Die Männer Ayams aber sahen, dass die Männer der Barbaren
ihre Angelegenheiten selbst regelten und das gefiel ihnen. Sie lehnten
sich gegen die Herrschaft der Frauen auf und wurden vertrieben.
Nun kämpften die Frauen Ayams ganz allein, viele Generationen lang.
Sie wurden ein Volk der Kriegerinnen und nannten sich selbst Amazonen.
Und obwohl ihre Gegner bloss Wilde waren, so kämpften sie verbissen
und es waren ihrer viele und sie lernten von ihren übermächtigen
Feinden. Das Matriarchat aber verlor jedes Jahr tausend Frauen. Da sahen
die Götter, dass sie das Volk von Ayam zu hart bestraft hatten.

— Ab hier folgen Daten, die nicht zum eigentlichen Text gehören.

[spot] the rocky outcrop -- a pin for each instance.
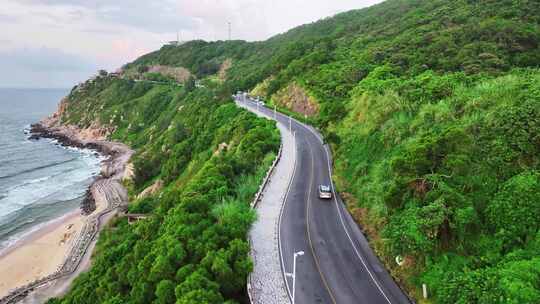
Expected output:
(151, 190)
(296, 98)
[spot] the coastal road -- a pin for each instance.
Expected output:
(338, 265)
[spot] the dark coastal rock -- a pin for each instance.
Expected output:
(88, 205)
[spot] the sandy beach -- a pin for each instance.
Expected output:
(47, 260)
(40, 253)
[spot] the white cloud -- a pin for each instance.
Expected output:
(43, 67)
(112, 33)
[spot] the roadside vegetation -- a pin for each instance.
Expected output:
(211, 156)
(431, 108)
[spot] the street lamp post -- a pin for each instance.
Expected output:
(290, 123)
(293, 275)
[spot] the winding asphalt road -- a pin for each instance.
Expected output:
(338, 265)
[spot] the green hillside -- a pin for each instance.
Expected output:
(432, 110)
(211, 157)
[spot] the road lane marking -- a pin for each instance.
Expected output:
(307, 224)
(347, 232)
(279, 224)
(341, 217)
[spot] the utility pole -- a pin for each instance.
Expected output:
(293, 275)
(290, 123)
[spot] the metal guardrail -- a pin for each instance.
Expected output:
(256, 200)
(259, 193)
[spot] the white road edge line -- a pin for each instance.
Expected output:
(291, 178)
(341, 217)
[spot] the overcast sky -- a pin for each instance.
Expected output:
(57, 43)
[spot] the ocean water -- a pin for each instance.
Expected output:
(40, 181)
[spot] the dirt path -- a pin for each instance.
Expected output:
(107, 192)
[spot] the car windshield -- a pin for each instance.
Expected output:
(324, 188)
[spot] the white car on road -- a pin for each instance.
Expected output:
(325, 192)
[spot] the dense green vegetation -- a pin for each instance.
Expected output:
(211, 156)
(432, 109)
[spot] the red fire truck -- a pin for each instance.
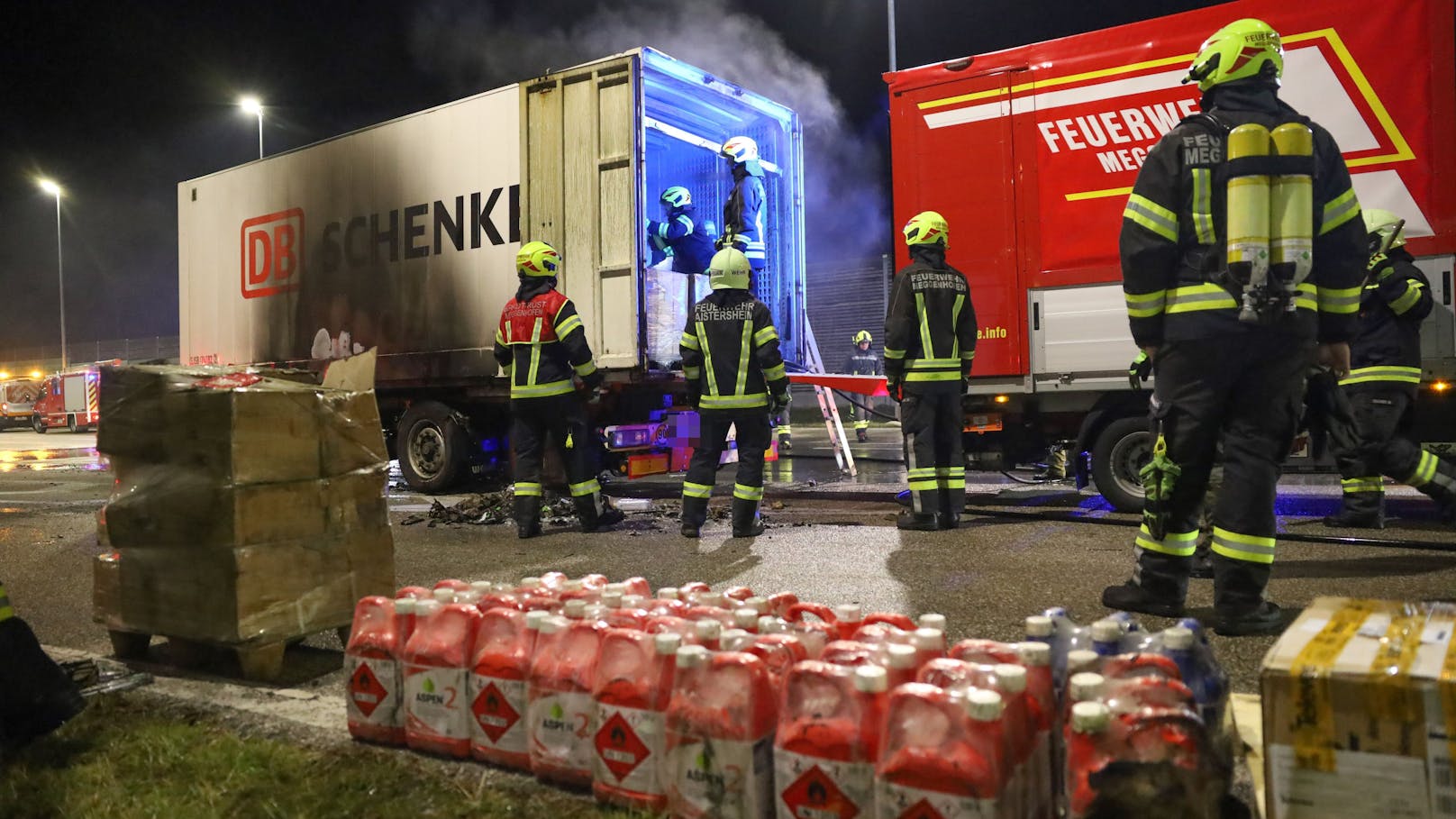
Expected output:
(1031, 153)
(68, 399)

Bald schon würde es vom Antlitz der Erde verschwinden. Denn die
Mütter setzten ihre Söhne aus, um nicht neuen Verrat der Männer
zu erleiden. Die verlorenen Söhne aber minderten ihre Kraft und
stärkten die ihrer Gegner.
Da beschloss die Göttin des Schicksals, dass die Zeit nicht reif
wäre für den Untergang Ayams. Und sie nahm sich der Amazonen
an und sprach: "Ihr sollt von nun an nur noch Töchter gebären
und keine Söhne mehr. Und das Antlitz der Tochter soll dem Antlitz
der Mutter gleichen, und ihre Gestalt soll Zeugnis sein ihres Erbes.

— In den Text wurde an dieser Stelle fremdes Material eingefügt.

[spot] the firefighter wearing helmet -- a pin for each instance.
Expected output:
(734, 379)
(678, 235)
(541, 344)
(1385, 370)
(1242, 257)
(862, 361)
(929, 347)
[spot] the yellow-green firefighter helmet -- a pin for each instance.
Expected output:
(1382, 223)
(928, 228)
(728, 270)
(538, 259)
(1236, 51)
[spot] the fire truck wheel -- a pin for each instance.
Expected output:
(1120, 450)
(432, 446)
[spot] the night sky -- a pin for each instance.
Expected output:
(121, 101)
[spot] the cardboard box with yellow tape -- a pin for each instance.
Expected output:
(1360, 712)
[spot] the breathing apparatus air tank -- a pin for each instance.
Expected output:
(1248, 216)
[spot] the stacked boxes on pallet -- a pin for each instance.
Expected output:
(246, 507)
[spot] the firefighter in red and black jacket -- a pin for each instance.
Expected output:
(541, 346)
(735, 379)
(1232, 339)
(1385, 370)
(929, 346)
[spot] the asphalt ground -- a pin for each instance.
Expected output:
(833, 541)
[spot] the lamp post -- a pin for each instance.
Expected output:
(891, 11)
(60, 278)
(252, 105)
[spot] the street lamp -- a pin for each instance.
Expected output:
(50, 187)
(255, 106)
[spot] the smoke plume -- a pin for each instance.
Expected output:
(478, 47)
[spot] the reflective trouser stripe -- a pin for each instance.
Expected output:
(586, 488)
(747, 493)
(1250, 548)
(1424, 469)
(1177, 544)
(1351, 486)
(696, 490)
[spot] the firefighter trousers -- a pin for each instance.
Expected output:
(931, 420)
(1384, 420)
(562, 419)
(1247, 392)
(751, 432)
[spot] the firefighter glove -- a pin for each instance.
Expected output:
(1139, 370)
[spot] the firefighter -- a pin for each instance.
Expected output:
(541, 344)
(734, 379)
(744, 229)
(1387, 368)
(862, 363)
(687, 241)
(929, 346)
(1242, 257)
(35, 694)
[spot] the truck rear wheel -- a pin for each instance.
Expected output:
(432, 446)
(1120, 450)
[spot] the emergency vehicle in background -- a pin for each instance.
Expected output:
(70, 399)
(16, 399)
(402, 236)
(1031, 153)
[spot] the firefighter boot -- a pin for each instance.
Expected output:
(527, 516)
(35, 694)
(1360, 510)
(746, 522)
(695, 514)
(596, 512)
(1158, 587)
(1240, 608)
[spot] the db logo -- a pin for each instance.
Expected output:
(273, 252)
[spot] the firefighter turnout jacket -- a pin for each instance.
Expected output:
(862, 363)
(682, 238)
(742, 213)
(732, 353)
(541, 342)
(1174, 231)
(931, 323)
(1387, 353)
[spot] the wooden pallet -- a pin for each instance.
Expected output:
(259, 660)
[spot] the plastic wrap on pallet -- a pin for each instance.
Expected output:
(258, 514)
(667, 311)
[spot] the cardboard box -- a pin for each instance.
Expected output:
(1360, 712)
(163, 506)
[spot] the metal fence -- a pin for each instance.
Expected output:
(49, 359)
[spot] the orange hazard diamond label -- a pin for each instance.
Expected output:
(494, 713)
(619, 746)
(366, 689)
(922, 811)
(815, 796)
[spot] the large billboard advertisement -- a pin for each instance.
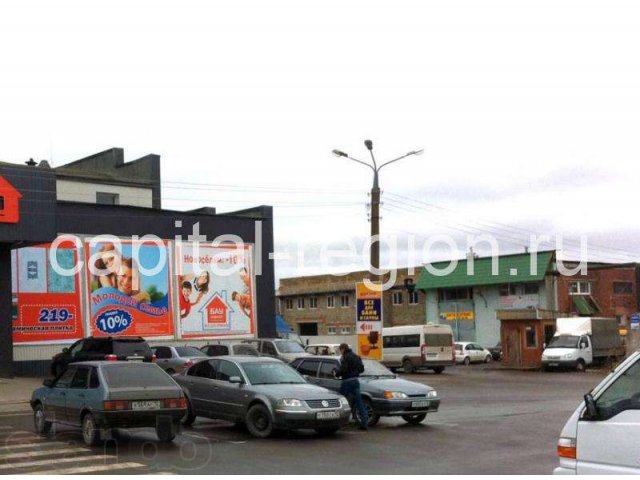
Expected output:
(129, 288)
(369, 320)
(216, 290)
(46, 305)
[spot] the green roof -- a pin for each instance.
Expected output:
(511, 269)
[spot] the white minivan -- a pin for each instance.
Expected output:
(601, 436)
(418, 346)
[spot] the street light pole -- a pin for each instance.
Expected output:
(374, 253)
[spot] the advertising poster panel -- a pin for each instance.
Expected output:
(216, 290)
(369, 321)
(45, 304)
(129, 288)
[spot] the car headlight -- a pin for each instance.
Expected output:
(289, 402)
(389, 394)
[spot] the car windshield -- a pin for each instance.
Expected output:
(375, 369)
(131, 347)
(270, 373)
(189, 352)
(131, 374)
(289, 346)
(564, 341)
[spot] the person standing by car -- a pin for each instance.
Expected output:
(351, 367)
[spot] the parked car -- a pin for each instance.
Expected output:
(418, 346)
(285, 350)
(100, 396)
(467, 353)
(384, 394)
(261, 392)
(323, 349)
(102, 348)
(220, 349)
(598, 439)
(175, 359)
(496, 352)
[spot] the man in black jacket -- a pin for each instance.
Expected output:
(350, 369)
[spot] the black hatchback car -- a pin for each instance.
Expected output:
(101, 348)
(383, 392)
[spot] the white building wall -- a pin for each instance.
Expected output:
(73, 191)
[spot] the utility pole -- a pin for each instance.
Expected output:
(374, 253)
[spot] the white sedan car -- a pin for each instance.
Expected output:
(468, 352)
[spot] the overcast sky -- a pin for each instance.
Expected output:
(528, 112)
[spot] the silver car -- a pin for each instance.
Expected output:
(176, 359)
(101, 396)
(261, 392)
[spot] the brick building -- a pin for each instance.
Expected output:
(607, 290)
(325, 304)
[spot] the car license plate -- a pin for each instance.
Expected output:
(145, 405)
(327, 415)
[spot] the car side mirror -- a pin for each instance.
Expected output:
(591, 408)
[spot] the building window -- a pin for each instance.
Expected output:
(580, 288)
(396, 298)
(104, 198)
(447, 294)
(344, 300)
(531, 340)
(331, 301)
(413, 298)
(622, 288)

Frauen von Ayam, ich befehle euch: nehmt euch Männer aus den anderen
Völkern, sie sollen euch Töchter und Enkelinnen schenken."
Und so geschah es.
(aus dem letzten Buch
der Alten Chronik Ayams)
Die Amazonen, die Erbinnen
des Alten Ayam-Reiches, waren ihren Feinden zunächst weit überlegen.

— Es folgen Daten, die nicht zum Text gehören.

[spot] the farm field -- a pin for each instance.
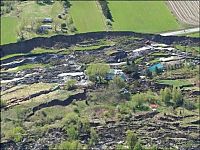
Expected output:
(186, 11)
(194, 34)
(30, 13)
(87, 16)
(139, 16)
(176, 83)
(8, 30)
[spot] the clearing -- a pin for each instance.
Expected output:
(142, 16)
(87, 16)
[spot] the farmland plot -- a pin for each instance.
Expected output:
(186, 11)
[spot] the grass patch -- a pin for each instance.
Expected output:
(23, 91)
(142, 16)
(197, 34)
(188, 48)
(9, 30)
(12, 55)
(177, 83)
(43, 51)
(31, 66)
(87, 16)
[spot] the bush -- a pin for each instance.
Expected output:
(131, 139)
(108, 22)
(72, 133)
(73, 28)
(16, 134)
(68, 145)
(63, 25)
(70, 85)
(3, 103)
(189, 105)
(93, 137)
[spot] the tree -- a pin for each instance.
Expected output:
(72, 133)
(177, 96)
(148, 73)
(93, 137)
(131, 139)
(167, 96)
(16, 133)
(117, 81)
(157, 70)
(69, 145)
(70, 85)
(63, 25)
(138, 146)
(97, 70)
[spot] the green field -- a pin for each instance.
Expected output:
(177, 83)
(30, 12)
(8, 30)
(142, 16)
(87, 16)
(197, 34)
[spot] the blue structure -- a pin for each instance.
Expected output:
(153, 68)
(116, 73)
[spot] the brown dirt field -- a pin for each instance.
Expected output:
(186, 11)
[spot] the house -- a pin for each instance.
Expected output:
(153, 106)
(116, 73)
(117, 56)
(44, 28)
(47, 20)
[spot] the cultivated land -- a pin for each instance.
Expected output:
(142, 16)
(9, 29)
(50, 97)
(114, 92)
(87, 16)
(186, 11)
(26, 14)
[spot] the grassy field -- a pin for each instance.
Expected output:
(29, 12)
(142, 16)
(87, 16)
(197, 34)
(177, 83)
(8, 30)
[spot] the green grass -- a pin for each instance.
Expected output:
(87, 16)
(188, 48)
(12, 55)
(43, 51)
(197, 34)
(30, 66)
(8, 30)
(30, 11)
(142, 16)
(177, 83)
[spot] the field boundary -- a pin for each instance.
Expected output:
(64, 41)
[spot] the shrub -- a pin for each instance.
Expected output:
(68, 145)
(138, 146)
(63, 25)
(131, 139)
(70, 85)
(72, 133)
(3, 103)
(189, 105)
(16, 134)
(73, 28)
(93, 137)
(108, 22)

Doch mehr und mehr vom Wissen ging verloren, und bald war es nur noch
die Waffen- und die Heilkunde, welche erhalten blieben und weiter entwickelt
wurden. Denn sie waren ein kriegerisches Volk geworden und heimatlos.
Auch spaltete sich das Volk, und einige Tausend gingen nach Süden
bis in das unwirtliche Wandernde Land, wo wenig Wasser ist. Heute nennen
wir diese die Nibieskerinnen, nach ihrer ersten Königin Nibieske.
Andere gingen noch weiter nach Osten, bis sie zu einem riesigen Gebirge
kamen, welches ihre Heimat wurde. Deshalb nennt man sie heute die Bergamazonen.
Der größte Teil des Volkes aber blieb in Wald und Flur um
den Dreiberg herum, und sie haben keinen eigenen Namen. Jene, die sie
nicht mögen (und derer sind es viele) nennen sie die Amazonen vom
Weiberwald.
Aussehen
Die Amazonen sind von großem Körperwuchs
und schlanker Gestalt. Ihre Haut ist hell (ausgenommen die der Amazonen
des Südens, die Nibieskerinnen). Ihr schwarzes, glattes Haar tragen
sie lang und in der Mitte gescheitelt. Es wird durch ein Stirnband zusammengehalten.
Das Gesicht ist schmal, die Nase lang und scharf, die Wangenknochen sind
betont. Von dunklem Braun sind ihre Augen, und die Brauen schwarz und
gerade, was dem Antlitz der Amazone großen Ernst verleiht.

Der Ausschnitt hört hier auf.